Prior DIL Workshops and Resources
DIL staff have held workshops on the following subjects, among others. Materials from these workshops are available upon request.
- Introduction to R: A workshop intended for those totally new to the R analysis system. Learn to use R for your own projects in the sciences and digital humanities.
- SPSS Review: Learn to use the IBM SPSS point-and-click interface for data import, descriptive statistics, and fundamental visualizations.
- SAS Review: Learn to code basic SAS procedures for data import, descriptive statistics, and fundamental visualizations.
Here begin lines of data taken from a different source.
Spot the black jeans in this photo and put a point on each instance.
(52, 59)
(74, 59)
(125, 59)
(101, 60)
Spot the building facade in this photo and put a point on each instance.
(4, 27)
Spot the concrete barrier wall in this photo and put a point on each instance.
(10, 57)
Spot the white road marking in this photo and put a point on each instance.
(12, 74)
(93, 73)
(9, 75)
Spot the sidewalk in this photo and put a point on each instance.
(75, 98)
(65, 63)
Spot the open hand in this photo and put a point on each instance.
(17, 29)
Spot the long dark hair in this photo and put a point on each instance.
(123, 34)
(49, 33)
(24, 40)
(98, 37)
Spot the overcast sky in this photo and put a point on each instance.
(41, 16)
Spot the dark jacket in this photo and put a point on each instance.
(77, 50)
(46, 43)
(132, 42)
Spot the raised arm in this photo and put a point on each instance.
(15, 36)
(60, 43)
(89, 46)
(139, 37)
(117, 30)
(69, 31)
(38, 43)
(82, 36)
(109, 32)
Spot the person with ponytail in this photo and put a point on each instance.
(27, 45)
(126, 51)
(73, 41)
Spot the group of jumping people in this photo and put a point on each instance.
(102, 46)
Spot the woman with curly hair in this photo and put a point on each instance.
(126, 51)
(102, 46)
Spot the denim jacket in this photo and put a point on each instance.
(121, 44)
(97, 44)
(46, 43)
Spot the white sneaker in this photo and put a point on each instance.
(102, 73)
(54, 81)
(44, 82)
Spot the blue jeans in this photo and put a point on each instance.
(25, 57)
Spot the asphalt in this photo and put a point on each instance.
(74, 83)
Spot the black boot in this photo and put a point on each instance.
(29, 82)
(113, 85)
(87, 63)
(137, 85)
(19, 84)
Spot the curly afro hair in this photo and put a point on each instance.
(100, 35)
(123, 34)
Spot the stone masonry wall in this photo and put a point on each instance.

- Easy Data Visualization with Plot.lyL Learn Plot.ly’s easy `plug and play’ system for data visualization; workshop will replicate graphics from The New York Times’ The Upshot”, from data collection to visualization.
- Social Media Data Collection, Visualization, and Analysis: Learn easy R tools for sampling Twitter streams. An overview of other social media tools.
- Text as Data: Sentiment Analysis: An introduction to lexicon (dictionary) based analyses of text affect and tone; applications will include social media posts, open-end survey responses, and literary texts.
- SPSS: Computing and Recoding Variables, Chart Editor: Learn to use the SPSS Chart Editor for data visualization and Transform capabilities for data management.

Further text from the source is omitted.